It's a story familiar to many Americans. You want to do work that is interesting and creative, that makes use of your talents and ambition. You immerse yourself in learning the skills and with luck and contacts and hard work you find your first gig, which leads to the second, and after a while you are doing what you dreamed. It does not take long for you to realize that living the dream is more difficult than you anticipated. You find yourself working 60 and 70 hours a week, without any extra pay. You don't have health benefits. You don't have a steady year-round position so you have to pour everything you've got into each job just to be able to get the next one.
Welcome to the world of freelance employment. Welcome to the world of work without unions, without collective bargaining, without any industry-wide standards of employment or compensation or benefits. Welcome to the world of nonfiction basic cable television production. It's a very hard way to make a living, and no way to build a career.
The men and women who write and produce the programs that dominate basic cable television - reality shows, historic reenactments, documentaries and docudramas, the gritty and the glorious - work from show to show and move back and forth between the dozen or so larger production companies in New York, many of which are owned by corporations based in Britain or elsewhere overseas. These larger companies, and another several dozen smaller ones, sell shows to the cable networks like Discovery, National Geographic, History, and A&E. Most of the writer-producers are considered employees, although some companies pretend they are "independent contractors" and deprive them of unemployment insurance, Social Security contributions, and workers compensation coverage.
Everyone works extremely long hours without overtime pay. Almost no one gets health or pension benefits. A serious illness is a catastrophe. Raising a family is a pipe dream.

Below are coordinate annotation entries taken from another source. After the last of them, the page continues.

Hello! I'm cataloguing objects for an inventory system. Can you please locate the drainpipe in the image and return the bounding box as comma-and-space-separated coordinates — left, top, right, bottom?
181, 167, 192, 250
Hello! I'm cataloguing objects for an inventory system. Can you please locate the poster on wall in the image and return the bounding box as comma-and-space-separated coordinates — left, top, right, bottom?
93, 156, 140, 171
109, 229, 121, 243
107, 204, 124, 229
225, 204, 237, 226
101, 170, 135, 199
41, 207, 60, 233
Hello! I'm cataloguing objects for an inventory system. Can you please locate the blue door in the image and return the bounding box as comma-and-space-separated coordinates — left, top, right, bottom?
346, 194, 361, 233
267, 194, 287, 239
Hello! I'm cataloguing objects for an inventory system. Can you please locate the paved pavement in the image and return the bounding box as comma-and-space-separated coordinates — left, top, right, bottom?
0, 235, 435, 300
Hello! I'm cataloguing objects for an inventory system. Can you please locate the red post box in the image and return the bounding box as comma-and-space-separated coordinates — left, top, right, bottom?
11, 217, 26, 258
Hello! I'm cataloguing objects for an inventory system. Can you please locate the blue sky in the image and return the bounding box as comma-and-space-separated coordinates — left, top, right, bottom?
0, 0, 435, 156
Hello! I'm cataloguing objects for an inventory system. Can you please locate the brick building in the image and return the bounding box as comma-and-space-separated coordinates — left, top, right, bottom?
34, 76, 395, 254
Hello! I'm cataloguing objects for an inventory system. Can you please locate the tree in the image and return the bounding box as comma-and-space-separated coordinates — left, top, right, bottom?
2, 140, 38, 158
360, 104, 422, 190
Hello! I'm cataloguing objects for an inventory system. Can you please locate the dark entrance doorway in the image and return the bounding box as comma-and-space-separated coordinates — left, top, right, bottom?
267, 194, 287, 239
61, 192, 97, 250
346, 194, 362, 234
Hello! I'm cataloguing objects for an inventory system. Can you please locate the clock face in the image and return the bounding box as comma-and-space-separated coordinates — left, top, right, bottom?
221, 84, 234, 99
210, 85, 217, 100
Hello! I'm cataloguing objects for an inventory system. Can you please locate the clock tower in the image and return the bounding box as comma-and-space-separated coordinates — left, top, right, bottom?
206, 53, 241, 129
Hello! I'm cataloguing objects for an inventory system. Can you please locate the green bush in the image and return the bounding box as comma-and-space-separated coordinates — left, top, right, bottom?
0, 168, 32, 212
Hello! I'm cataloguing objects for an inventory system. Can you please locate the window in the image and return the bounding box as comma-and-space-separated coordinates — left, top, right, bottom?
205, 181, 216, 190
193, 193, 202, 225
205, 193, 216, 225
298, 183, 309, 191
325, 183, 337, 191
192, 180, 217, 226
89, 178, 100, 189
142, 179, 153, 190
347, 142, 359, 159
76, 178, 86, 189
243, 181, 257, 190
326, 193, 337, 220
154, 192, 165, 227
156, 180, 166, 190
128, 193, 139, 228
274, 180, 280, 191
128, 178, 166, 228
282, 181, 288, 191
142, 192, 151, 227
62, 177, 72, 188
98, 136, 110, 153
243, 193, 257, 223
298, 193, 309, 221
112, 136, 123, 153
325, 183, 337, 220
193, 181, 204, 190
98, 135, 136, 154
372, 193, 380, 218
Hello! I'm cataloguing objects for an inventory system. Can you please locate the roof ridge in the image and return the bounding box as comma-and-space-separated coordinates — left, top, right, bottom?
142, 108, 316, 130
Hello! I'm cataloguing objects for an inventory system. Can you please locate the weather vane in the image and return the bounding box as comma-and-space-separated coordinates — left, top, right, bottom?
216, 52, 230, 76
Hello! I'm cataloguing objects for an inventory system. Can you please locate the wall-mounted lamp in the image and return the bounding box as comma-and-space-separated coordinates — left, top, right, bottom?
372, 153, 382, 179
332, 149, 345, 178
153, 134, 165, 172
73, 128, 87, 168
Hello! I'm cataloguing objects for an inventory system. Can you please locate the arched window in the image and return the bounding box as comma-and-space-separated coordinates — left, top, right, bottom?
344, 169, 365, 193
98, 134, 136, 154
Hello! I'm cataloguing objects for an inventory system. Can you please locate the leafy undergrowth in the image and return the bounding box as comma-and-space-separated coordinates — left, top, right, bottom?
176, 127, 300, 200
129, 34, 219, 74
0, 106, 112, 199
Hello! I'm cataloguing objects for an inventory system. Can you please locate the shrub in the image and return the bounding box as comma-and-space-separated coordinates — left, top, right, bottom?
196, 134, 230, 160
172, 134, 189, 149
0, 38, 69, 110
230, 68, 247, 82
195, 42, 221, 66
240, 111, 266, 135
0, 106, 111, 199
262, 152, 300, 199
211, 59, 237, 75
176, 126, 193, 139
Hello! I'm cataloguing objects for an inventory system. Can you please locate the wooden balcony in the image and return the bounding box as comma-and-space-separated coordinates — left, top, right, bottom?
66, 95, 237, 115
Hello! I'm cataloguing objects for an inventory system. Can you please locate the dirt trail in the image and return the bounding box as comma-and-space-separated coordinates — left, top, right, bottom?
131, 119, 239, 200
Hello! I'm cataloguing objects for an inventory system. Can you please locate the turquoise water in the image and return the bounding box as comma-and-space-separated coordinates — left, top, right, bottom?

Starting a few years ago the writer-producers of nonfiction basic cable in New York decided this was not a way to earn a living, and they approached the Writers Guild of America, East to begin a campaign to bring union representation, and union-negotiated terms and conditions, to the industry. It has been a long and difficult struggle because of the transient nature of employment, because people are working so hard they don't have a lot of extra time to organize and agitate, and because many of the employers would rather fight than provide better, more stable jobs. But slowly, and surely, the producers and associate producers are winning gains with the WGAE. Our project is ambitious but straightforward: we want to make nonfiction basic cable television a place where people can build sustainable careers doing work they find meaningful without burning themselves out. This is what the Writers Guild and the other entertainment unions were able to do in network television years ago, and the fact that struggle took place many years ago obscures the reality that it, too, took a lot of time and perseverance to succeed.
Presumably the cable networks, which depend on large audiences to remain profitable, would prefer that secrecy shroud the awful working conditions endured by the men and women who make the shows. But facts are facts, and we hope that subscribers and advertisers let the cable companies know that things must change. This is not a zero-sum game. In the long run, empowering writer-producers to build decent careers will be essential to enhancing and maintaining the quality of the shows that people love to watch.
In the meantime, we will continue the industry-wide approach to building better conditions, where collective bargaining brings health benefits and paid time off and compensation minimums and basic provisions like union security and a grievance-and-arbitration mechanism. This is not always an easy process, and it is rarely quick, but it is vital to the future of an industry in which writer-producers can do productive work without burning themselves out.